Option B: Crawl and filter
- When the translation memories contain sensitive or secred data, we may extract all the publicly available texts from the donor’s web site. We send these datasets to the donor, where they are pretranslated with the translation memories using a computer assisted translation tool, such as SDL Trados Studio. Alternatively, if agreed upon, we can do this pretranslation ourselves. The results of these pretranslations are bilingual files which only contain the content of the translation memories that is already publicly available on the internet. These bilingual files are then exported into .tmx or comparable file format and given to us, either as a public dataset or an internal-use-only dataset.
Option C: Data alignment
- If the donor does not have any translation memories but has, e.g. a bilingual website, we may extract the texts and align the corresponding sentences, thus creating a bilingual dataset. This is also a good option if the donor has the same documents in both Finnish and Swedish but no translation memories.
- By donating, you make a valuable contribution towards Fiskmö’s main goals, building a massive Finnish–Swedish parallel corpus for language research and creating a public machine translation service between Finnish and Swedish.

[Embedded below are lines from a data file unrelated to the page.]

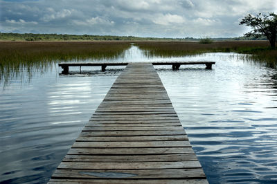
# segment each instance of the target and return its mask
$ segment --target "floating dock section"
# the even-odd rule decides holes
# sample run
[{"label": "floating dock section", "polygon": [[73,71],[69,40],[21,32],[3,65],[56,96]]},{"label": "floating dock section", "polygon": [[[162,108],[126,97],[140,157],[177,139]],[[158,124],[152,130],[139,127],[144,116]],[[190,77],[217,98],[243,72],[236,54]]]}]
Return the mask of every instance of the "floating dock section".
[{"label": "floating dock section", "polygon": [[208,183],[151,63],[129,64],[49,183]]}]

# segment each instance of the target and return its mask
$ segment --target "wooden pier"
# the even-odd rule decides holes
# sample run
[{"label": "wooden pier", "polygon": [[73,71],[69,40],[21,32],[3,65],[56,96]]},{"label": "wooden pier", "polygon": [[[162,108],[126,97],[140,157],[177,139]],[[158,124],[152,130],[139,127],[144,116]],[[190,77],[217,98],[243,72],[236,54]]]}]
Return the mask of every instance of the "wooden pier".
[{"label": "wooden pier", "polygon": [[[212,65],[215,64],[214,62],[152,62],[152,65],[172,65],[172,70],[179,70],[181,65],[195,65],[204,64],[206,69],[212,69]],[[69,74],[69,66],[80,66],[81,71],[82,66],[101,66],[102,71],[105,71],[107,66],[127,66],[127,62],[111,62],[111,63],[59,63],[59,66],[61,66],[63,71],[62,74]]]},{"label": "wooden pier", "polygon": [[129,64],[49,183],[208,183],[150,63]]}]

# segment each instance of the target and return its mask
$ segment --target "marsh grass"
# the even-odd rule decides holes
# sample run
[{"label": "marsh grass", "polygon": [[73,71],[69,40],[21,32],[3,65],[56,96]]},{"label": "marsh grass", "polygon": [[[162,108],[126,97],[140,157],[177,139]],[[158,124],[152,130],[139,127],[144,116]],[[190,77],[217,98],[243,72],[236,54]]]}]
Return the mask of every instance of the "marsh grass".
[{"label": "marsh grass", "polygon": [[113,59],[130,47],[123,42],[0,42],[0,82],[30,78],[58,62]]},{"label": "marsh grass", "polygon": [[200,44],[211,44],[211,43],[213,43],[213,40],[210,37],[204,37],[201,38],[199,43]]},{"label": "marsh grass", "polygon": [[269,48],[267,41],[213,42],[209,44],[199,44],[198,42],[141,42],[136,45],[147,57],[184,57],[206,53],[235,52],[249,54],[244,59],[277,67],[277,50]]}]

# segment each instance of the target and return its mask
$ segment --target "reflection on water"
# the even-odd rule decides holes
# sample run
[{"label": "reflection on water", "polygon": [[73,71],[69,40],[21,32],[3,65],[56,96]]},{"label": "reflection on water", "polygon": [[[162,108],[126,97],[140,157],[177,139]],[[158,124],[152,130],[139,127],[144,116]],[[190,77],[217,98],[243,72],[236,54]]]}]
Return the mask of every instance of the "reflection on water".
[{"label": "reflection on water", "polygon": [[[234,53],[145,58],[137,48],[126,62],[216,62],[155,66],[211,183],[277,181],[276,71]],[[132,58],[134,58],[132,59]],[[121,59],[119,59],[122,61]],[[0,89],[0,182],[46,183],[124,67],[54,65],[29,83],[12,80]],[[1,85],[4,85],[2,82]]]}]

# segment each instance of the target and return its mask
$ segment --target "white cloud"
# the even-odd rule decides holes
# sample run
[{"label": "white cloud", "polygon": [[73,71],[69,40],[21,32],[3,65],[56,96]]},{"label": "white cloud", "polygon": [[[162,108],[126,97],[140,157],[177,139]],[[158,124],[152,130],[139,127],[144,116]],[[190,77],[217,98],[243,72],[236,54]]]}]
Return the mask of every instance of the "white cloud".
[{"label": "white cloud", "polygon": [[11,20],[6,19],[6,22],[8,23],[8,24],[17,24],[17,25],[18,24],[23,25],[23,24],[38,24],[37,21],[26,21],[24,19],[19,19],[17,21],[15,20],[13,20],[13,19],[11,19]]},{"label": "white cloud", "polygon": [[45,15],[42,18],[42,20],[44,21],[50,21],[55,19],[64,19],[71,15],[72,12],[73,12],[73,10],[63,9],[60,12],[54,12],[54,9],[51,8],[48,8],[46,10],[53,13]]},{"label": "white cloud", "polygon": [[0,0],[0,31],[143,37],[241,36],[276,0]]},{"label": "white cloud", "polygon": [[91,17],[85,20],[84,21],[73,20],[73,24],[78,26],[93,26],[93,25],[106,25],[106,26],[111,26],[114,24],[114,21],[109,21],[107,19],[101,18],[99,17]]},{"label": "white cloud", "polygon": [[159,15],[155,17],[156,17],[153,19],[153,22],[163,26],[168,26],[170,24],[183,24],[185,22],[184,18],[178,15],[168,13],[166,15]]}]

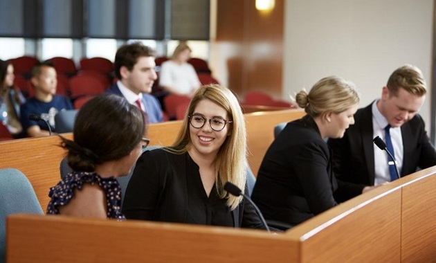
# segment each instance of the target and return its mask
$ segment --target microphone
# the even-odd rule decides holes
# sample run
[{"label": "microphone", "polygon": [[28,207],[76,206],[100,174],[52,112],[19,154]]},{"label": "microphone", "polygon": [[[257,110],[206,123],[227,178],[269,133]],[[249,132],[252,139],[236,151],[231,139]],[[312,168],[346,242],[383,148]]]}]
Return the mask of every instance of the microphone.
[{"label": "microphone", "polygon": [[256,206],[255,203],[254,203],[254,202],[253,201],[253,200],[251,200],[251,198],[250,198],[250,197],[248,197],[248,195],[245,194],[243,194],[241,189],[239,189],[237,186],[235,185],[230,182],[226,183],[226,184],[224,185],[224,190],[232,195],[234,195],[235,197],[239,197],[240,195],[242,195],[245,198],[246,200],[248,200],[248,201],[255,208],[255,210],[256,210],[256,212],[257,213],[259,218],[260,218],[260,221],[262,221],[264,226],[265,226],[265,228],[266,228],[266,230],[268,232],[270,232],[269,227],[268,226],[268,224],[266,224],[266,221],[265,221],[264,216],[262,215],[262,212],[260,212],[259,208],[257,207],[257,206]]},{"label": "microphone", "polygon": [[386,147],[386,144],[385,143],[385,142],[383,141],[381,138],[380,138],[379,136],[376,136],[376,138],[374,138],[372,140],[372,141],[374,142],[374,143],[375,143],[376,145],[377,145],[379,148],[380,148],[380,149],[381,149],[382,151],[383,150],[386,151],[386,152],[390,157],[391,160],[392,160],[392,161],[394,162],[394,166],[395,166],[395,172],[397,173],[397,179],[399,179],[400,176],[399,176],[399,172],[398,171],[398,168],[397,167],[397,162],[395,161],[395,158],[392,155],[392,154],[389,152],[389,151],[388,150],[388,147]]},{"label": "microphone", "polygon": [[48,134],[51,135],[51,127],[50,126],[50,125],[48,124],[48,122],[46,121],[46,120],[43,119],[42,118],[39,117],[39,116],[37,116],[37,114],[30,114],[29,116],[29,120],[35,120],[35,121],[39,121],[39,120],[42,120],[43,122],[46,123],[46,125],[47,125],[47,127],[48,127]]}]

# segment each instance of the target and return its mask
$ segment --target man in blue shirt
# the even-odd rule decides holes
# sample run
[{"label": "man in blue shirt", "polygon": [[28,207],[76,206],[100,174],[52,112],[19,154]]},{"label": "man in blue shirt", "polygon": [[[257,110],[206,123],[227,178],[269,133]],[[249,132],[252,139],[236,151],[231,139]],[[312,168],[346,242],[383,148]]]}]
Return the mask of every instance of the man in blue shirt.
[{"label": "man in blue shirt", "polygon": [[124,96],[136,105],[148,123],[163,122],[161,105],[149,94],[157,79],[154,51],[140,42],[125,44],[116,52],[114,65],[118,80],[107,92]]},{"label": "man in blue shirt", "polygon": [[[55,116],[60,111],[73,109],[69,98],[56,95],[57,79],[53,64],[42,62],[32,69],[30,82],[35,96],[21,106],[21,123],[23,132],[28,137],[44,137],[50,135],[47,123],[55,131]],[[31,114],[36,114],[44,121],[30,120]]]}]

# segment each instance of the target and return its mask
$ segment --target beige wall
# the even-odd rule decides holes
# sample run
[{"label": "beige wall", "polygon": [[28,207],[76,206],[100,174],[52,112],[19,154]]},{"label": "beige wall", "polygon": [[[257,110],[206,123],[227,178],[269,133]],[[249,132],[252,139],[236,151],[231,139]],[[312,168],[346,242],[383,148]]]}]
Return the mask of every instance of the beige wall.
[{"label": "beige wall", "polygon": [[[338,75],[353,81],[361,106],[408,63],[430,87],[432,0],[287,0],[282,96]],[[430,96],[421,109],[428,132]]]}]

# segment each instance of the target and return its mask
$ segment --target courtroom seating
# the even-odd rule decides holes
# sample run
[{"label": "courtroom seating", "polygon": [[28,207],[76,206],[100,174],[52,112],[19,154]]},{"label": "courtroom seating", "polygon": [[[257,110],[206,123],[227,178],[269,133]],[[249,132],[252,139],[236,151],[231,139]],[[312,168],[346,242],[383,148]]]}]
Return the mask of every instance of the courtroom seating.
[{"label": "courtroom seating", "polygon": [[30,78],[30,71],[33,66],[39,63],[39,60],[35,57],[24,55],[12,58],[9,62],[14,66],[14,73],[21,75],[26,79]]},{"label": "courtroom seating", "polygon": [[28,98],[30,93],[30,90],[33,89],[30,82],[26,80],[21,75],[15,74],[14,78],[14,86],[17,87],[23,93],[23,96],[26,98]]},{"label": "courtroom seating", "polygon": [[70,80],[64,74],[57,74],[57,85],[56,86],[56,94],[65,97],[70,97]]},{"label": "courtroom seating", "polygon": [[274,101],[274,98],[263,91],[250,91],[246,94],[243,103],[251,105],[269,106],[269,104],[273,101]]},{"label": "courtroom seating", "polygon": [[186,103],[189,103],[191,99],[188,96],[168,94],[163,98],[163,104],[165,105],[165,110],[168,114],[170,120],[176,119],[176,114],[177,112],[177,107],[179,105],[183,105]]},{"label": "courtroom seating", "polygon": [[70,91],[73,100],[87,95],[98,95],[107,87],[93,75],[78,75],[70,79]]},{"label": "courtroom seating", "polygon": [[15,213],[43,215],[42,208],[27,177],[12,168],[0,170],[0,262],[6,262],[6,219]]},{"label": "courtroom seating", "polygon": [[113,63],[105,57],[83,57],[80,60],[80,70],[110,74],[113,71]]},{"label": "courtroom seating", "polygon": [[154,63],[156,64],[156,66],[161,66],[161,65],[162,65],[162,63],[170,59],[167,57],[156,57],[154,59]]},{"label": "courtroom seating", "polygon": [[199,73],[197,74],[201,85],[207,85],[208,84],[219,84],[218,80],[213,78],[212,75],[205,73]]},{"label": "courtroom seating", "polygon": [[176,120],[183,120],[188,109],[190,102],[184,102],[177,106],[176,109]]},{"label": "courtroom seating", "polygon": [[75,109],[80,109],[84,104],[94,97],[93,95],[86,95],[79,97],[73,100],[73,107]]},{"label": "courtroom seating", "polygon": [[194,69],[197,73],[204,73],[208,74],[211,74],[212,71],[210,69],[209,69],[209,65],[208,65],[208,62],[201,58],[198,57],[191,57],[188,60],[188,63],[192,65]]},{"label": "courtroom seating", "polygon": [[274,127],[274,138],[277,138],[287,124],[288,124],[287,122],[280,123]]},{"label": "courtroom seating", "polygon": [[53,64],[57,74],[65,75],[67,77],[72,77],[78,73],[75,63],[71,58],[64,57],[54,57],[47,61]]},{"label": "courtroom seating", "polygon": [[72,132],[74,129],[74,122],[78,115],[77,109],[70,109],[60,111],[55,116],[55,123],[56,123],[56,133],[64,134]]}]

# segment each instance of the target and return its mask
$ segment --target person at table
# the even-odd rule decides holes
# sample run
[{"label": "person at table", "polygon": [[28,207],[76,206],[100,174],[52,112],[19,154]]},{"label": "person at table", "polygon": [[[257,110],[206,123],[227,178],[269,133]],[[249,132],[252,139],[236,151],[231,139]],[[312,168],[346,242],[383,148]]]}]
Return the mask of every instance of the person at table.
[{"label": "person at table", "polygon": [[374,185],[397,179],[388,153],[372,143],[377,136],[395,158],[400,176],[436,165],[436,151],[418,113],[426,91],[418,67],[400,66],[381,89],[381,97],[357,111],[356,125],[344,137],[329,140],[337,178],[353,185],[336,194],[339,200],[348,200]]},{"label": "person at table", "polygon": [[341,78],[321,79],[296,95],[306,115],[289,123],[268,149],[251,197],[266,220],[297,225],[338,204],[327,138],[340,138],[354,123],[359,96]]},{"label": "person at table", "polygon": [[128,219],[264,228],[254,208],[224,190],[247,192],[246,131],[237,99],[224,87],[197,91],[174,143],[138,158],[123,201]]},{"label": "person at table", "polygon": [[125,176],[148,144],[140,109],[119,96],[93,98],[79,111],[74,140],[61,136],[73,172],[50,189],[47,214],[125,219],[121,188]]}]

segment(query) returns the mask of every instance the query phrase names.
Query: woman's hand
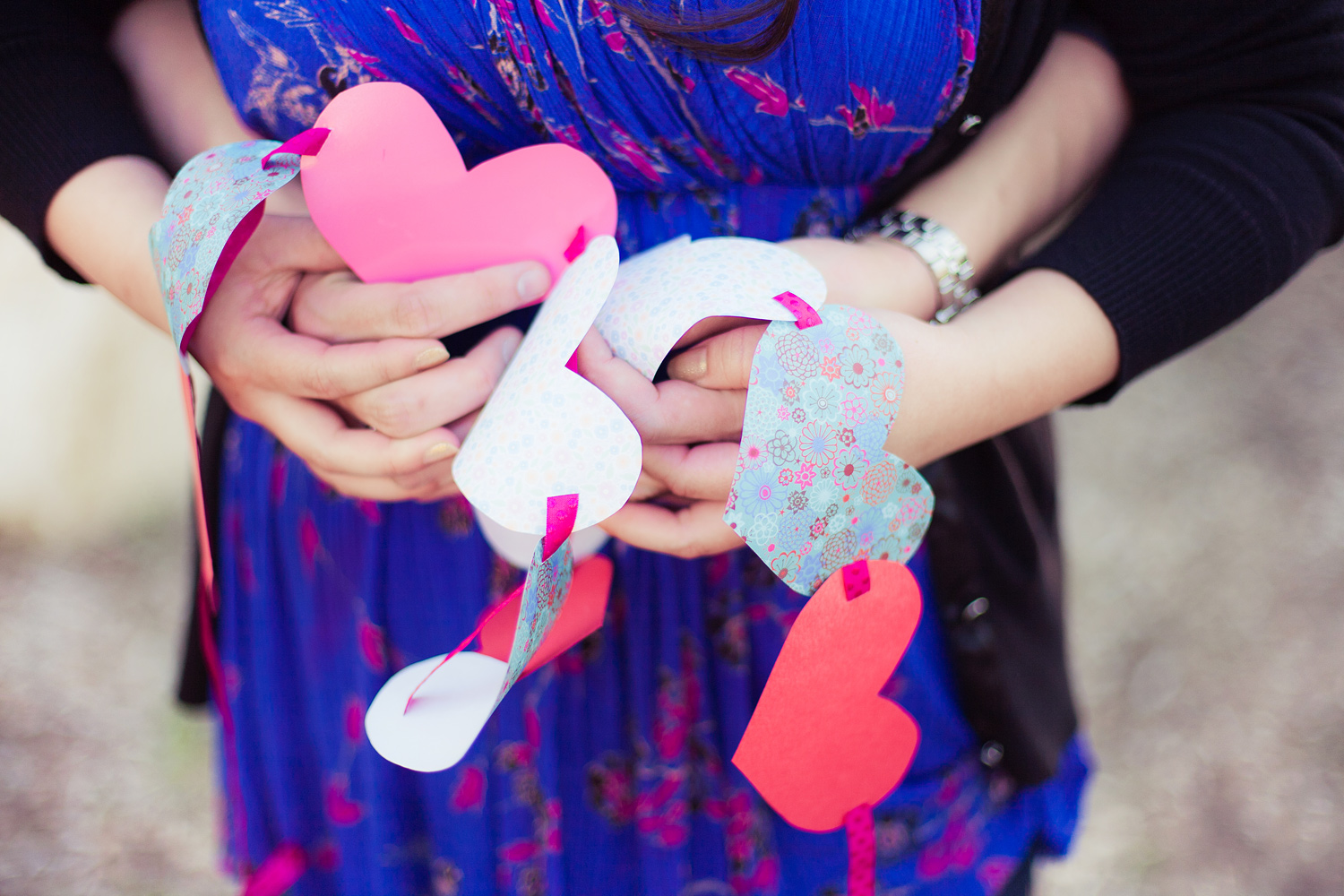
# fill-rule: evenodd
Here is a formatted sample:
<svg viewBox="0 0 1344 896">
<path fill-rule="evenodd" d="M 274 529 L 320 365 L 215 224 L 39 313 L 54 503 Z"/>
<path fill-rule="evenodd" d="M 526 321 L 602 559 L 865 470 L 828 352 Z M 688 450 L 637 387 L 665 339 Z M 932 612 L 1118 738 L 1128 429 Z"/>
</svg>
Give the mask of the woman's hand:
<svg viewBox="0 0 1344 896">
<path fill-rule="evenodd" d="M 1120 364 L 1106 316 L 1058 271 L 1027 271 L 945 326 L 870 313 L 905 356 L 905 394 L 884 447 L 913 466 L 1081 398 L 1110 382 Z M 632 502 L 602 524 L 607 532 L 684 557 L 742 543 L 723 523 L 723 508 L 763 332 L 742 326 L 704 340 L 672 359 L 672 379 L 657 386 L 589 334 L 579 372 L 621 406 L 645 443 L 644 476 Z"/>
<path fill-rule="evenodd" d="M 534 262 L 417 283 L 360 283 L 309 219 L 266 216 L 202 314 L 190 349 L 238 414 L 270 430 L 336 490 L 431 501 L 456 493 L 452 458 L 462 433 L 449 424 L 465 431 L 464 418 L 484 404 L 521 340 L 505 328 L 449 360 L 438 337 L 548 287 L 546 269 Z M 300 332 L 284 326 L 286 313 Z"/>
</svg>

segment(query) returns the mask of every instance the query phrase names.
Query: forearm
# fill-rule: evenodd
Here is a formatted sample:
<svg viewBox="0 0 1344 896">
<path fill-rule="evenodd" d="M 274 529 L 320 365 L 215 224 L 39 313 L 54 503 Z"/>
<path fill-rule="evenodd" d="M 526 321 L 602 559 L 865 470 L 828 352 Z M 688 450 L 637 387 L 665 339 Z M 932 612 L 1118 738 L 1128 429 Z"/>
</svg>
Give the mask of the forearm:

- We can train a Machine Translation engine on your material and give you access to a specialized machine translator tailored to your texts.
- If you donate language versions of a text but don’t have a translation memory, we give the aligned memory to you to use.
- We can create bilingual dictionaries/termbases for you based on word frequencies in the donated data.
- We can help you maintain and clean existing data:
- wrongly tagged language (i.e. language detection)
- character encoding problems (e.g. question marks in place of å, ä, ö)
- xml/html code in data